The good news is that I achieve peak memory bandwidth for CL_UNORM_INT8 when I set WI_SIZE_X=1 and WI_SIZE_Y=3.
Why is that the only setting that gets peak memory bandwidth?
My guess is memory coalescing + L1 cache. Each work item computes a 3x1 column for the output which requires a 4x2 input patch. Those 4x2 input patches are right next to each other, so I think there’d be like one cache miss, then once all the data is loaded into L1, the HW would perform the interpolations at whatever throughput the gpu gets (texel fill rate). I think it computing a 3x1 output column vs a 1x3 output row is just easier to coalesce.

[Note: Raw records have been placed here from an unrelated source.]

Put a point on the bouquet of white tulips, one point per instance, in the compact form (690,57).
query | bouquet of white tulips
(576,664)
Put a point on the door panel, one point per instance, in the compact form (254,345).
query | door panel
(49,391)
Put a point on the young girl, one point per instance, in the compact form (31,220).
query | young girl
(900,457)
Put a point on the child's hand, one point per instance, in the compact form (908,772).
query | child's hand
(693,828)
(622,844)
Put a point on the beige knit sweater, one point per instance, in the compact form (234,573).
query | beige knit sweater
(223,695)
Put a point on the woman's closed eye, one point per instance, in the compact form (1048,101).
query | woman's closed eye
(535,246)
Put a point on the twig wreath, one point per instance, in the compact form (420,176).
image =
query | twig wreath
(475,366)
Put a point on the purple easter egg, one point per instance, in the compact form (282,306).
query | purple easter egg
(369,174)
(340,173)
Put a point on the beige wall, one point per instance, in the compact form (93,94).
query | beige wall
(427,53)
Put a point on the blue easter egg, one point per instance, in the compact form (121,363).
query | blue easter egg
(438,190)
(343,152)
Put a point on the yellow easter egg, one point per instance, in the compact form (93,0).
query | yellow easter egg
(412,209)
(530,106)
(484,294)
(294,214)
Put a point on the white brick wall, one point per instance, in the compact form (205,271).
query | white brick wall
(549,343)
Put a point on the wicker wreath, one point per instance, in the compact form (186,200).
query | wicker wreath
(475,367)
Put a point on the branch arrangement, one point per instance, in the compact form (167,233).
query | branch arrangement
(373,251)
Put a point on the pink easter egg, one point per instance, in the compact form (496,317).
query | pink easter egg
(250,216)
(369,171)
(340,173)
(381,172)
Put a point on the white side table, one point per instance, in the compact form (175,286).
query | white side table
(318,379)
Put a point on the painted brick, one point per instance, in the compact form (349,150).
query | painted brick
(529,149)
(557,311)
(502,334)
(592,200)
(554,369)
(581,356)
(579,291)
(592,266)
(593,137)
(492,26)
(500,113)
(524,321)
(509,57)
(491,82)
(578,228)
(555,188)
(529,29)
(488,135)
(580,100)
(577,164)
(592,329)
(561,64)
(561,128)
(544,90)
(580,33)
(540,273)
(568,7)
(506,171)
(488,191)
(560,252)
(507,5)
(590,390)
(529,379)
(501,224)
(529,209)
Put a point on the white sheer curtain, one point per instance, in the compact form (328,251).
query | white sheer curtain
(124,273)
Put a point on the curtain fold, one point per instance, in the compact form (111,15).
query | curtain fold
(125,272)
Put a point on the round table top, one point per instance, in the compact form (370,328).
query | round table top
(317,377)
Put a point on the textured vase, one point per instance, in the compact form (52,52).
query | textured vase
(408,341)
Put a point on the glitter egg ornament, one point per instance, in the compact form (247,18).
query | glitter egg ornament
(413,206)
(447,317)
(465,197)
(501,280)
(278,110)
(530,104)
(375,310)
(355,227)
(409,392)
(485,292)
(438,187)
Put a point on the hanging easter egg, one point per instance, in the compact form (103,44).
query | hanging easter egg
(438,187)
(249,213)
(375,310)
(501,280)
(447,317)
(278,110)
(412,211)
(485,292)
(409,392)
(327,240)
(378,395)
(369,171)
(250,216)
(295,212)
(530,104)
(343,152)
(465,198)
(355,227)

This is just my intuition. Please let me know if I am not correct about something.
My questions:
Each interpolation must involve fetching a 2x2 window into L1 cache correct?
kernel code
#define REP(i, n) for(int i = 0;i < (n);++i)
kernel void interpolate2(read_only image2d_t input, write_only image2d_t output) {
const sampler_t sampler = CLK_NORMALIZED_COORDS_FALSE | CLK_ADDRESS_NONE | CLK_FILTER_LINEAR;
int2 ids = (int2)(WI_SIZE_X * (int)get_global_id(0), WI_SIZE_Y * (int)get_global_id(1));
float2 coords = (float2)(get_global_id(0), get_global_id(1)) + (float2)(1.0f, 1.0f);
#pragma unroll WI_SIZE_X
REP(i, WI_SIZE_X) {
#pragma unroll WI_SIZE_Y
REP(j, WI_SIZE_Y) {
half4 pixel = read_imageh(input, sampler, coords + (float2)((float)(i), (float)(j)));
write_imageh(output, ids + (int2)(i, j), pixel);
}
}
}
host code (not complete)
#define W (112 * 8)
#define H (112)
#define WG_SIZE_X 8
#define WG_SIZE_Y 8
#define WI_SIZE_X 1
#define WI_SIZE_Y 3
typedef struct _IMG {
cl_image_format image_format;
cl_image_desc image_desc;
cl_mem mem;
} IMG;
...
IMG A = {{CL_RGBA, CL_UNORM_INT8}, {CL_MEM_OBJECT_IMAGE2D, W, H, 1}};
A.mem = clCreateImage(context, CL_MEM_READ_ONLY | CL_MEM_ALLOC_HOST_PTR, &A.image_format, &A.image_desc, NULL, &ret);
mem_objects.push_back(A.mem);
ASSERT(ret == CL_SUCCESS);
IMG A_interp = {{CL_RGBA, CL_UNORM_INT8}, {CL_MEM_OBJECT_IMAGE2D, W - 1, H - 1, 1}};
A_interp.mem = clCreateImage(context, CL_MEM_WRITE_ONLY | CL_MEM_ALLOC_HOST_PTR, &A_interp.image_format, &A_interp.image_desc, NULL, &ret);
mem_objects.push_back(A_interp.mem);
ASSERT(ret == CL_SUCCESS);
cl_kernel interpolate_kernel = clCreateKernel(program, "interpolate2", &ret);
ASSERT(ret == CL_SUCCESS);
ret = clSetKernelArg(interpolate_kernel, 0, sizeof(cl_mem), (void *)&A.mem);
ret = clSetKernelArg(interpolate_kernel, 1, sizeof(cl_mem), (void *)&A_interp.mem);
globalws = {(A_interp.image_desc.image_width) / WI_SIZE_X, (A_interp.image_desc.image_height) / WI_SIZE_Y};
localws = {WG_SIZE_X, WG_SIZE_Y};
ret = clEnqueueNDRangeKernel(queue, interpolate_kernel, 2, NULL, globalws.data(), localws.data(), 0, NULL, my_event);